Osborne encontrou essa forma então de proteger o conteúdo original e ao mesmo tempo mostrar o quão ele foi tão inspirador. Para traduzir essas duas histórias ele decidiu usar de tecnologias diferentes. Quando conta a história da menina, ele usa a animação 3D com modelagens bem referenciais a dos estúdio Pixar em um mundo cinza, geométrico, perfeccionista, contrastado pelas cores da casa do aviador. Já quando conta a história do livro, ele traz com muita sensibilidade a animação em stop motion com personagens criados em papel marche. O mundo criado para a adaptação do livro é onírica e muito bela.

Dessa forma a narrativa se divide em contar essas duas tramas, mas acaba tendo muito menos espaço para a obra do Pequeno Príncipe, mas não incomoda por ser abordada de forma orgânica para a narrativa e assim o filme vai se construindo de forma quase irretocável e perfeita até que decide continuar a história do livro, mostrando o que aconteceu depois.
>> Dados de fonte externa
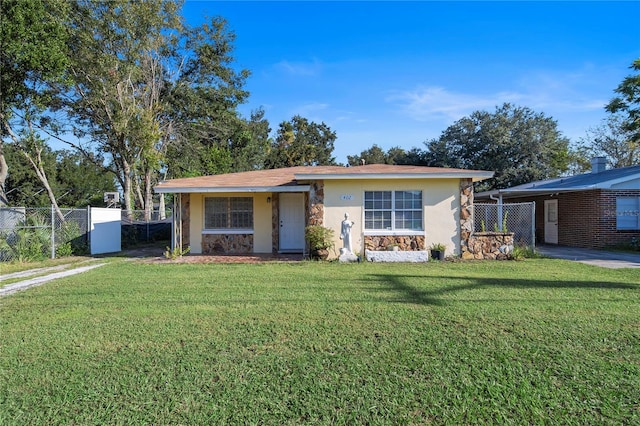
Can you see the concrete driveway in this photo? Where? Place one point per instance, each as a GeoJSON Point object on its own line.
{"type": "Point", "coordinates": [605, 259]}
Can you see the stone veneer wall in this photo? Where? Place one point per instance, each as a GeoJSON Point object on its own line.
{"type": "Point", "coordinates": [479, 245]}
{"type": "Point", "coordinates": [227, 243]}
{"type": "Point", "coordinates": [488, 245]}
{"type": "Point", "coordinates": [404, 242]}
É nesse momento que o filme perde um pouco a força e produz uma “barriga” narrativa.

Nesse ato Osborne tenta investir um pouco na aventura e sequências de ação e perseguição para atrair esse jovem público faminto por agilidade e acontecimentos mil. O problema desse terceiro ato é que além de controversamente seguir a história do livro que já estaria encerrada, é de que se torna redundante em suas mensagens e as frases de efeito do próprio livro são amplamente repetidas o que se torna cansativo e um pouco exagerado.

Mesmo com tais problemas no ato, foi conseguido amarrar toda a trama e trazer um final satisfatório, mas que poderia ser um pouco mais ousado em um belo filme que trata sobre não deixar seu lado infantil ir embora quando se torna adulto e também aborda sobre a perda e a morte de forma sútil e elegante.

O Objetivo de Mark Osborne foi alcançado com êxito em mostrar o quão essa história é relevante para a vida e traduziu a fábula do Pequeno Príncipe de forma espetacular com a melhor adaptação da obra até o momento.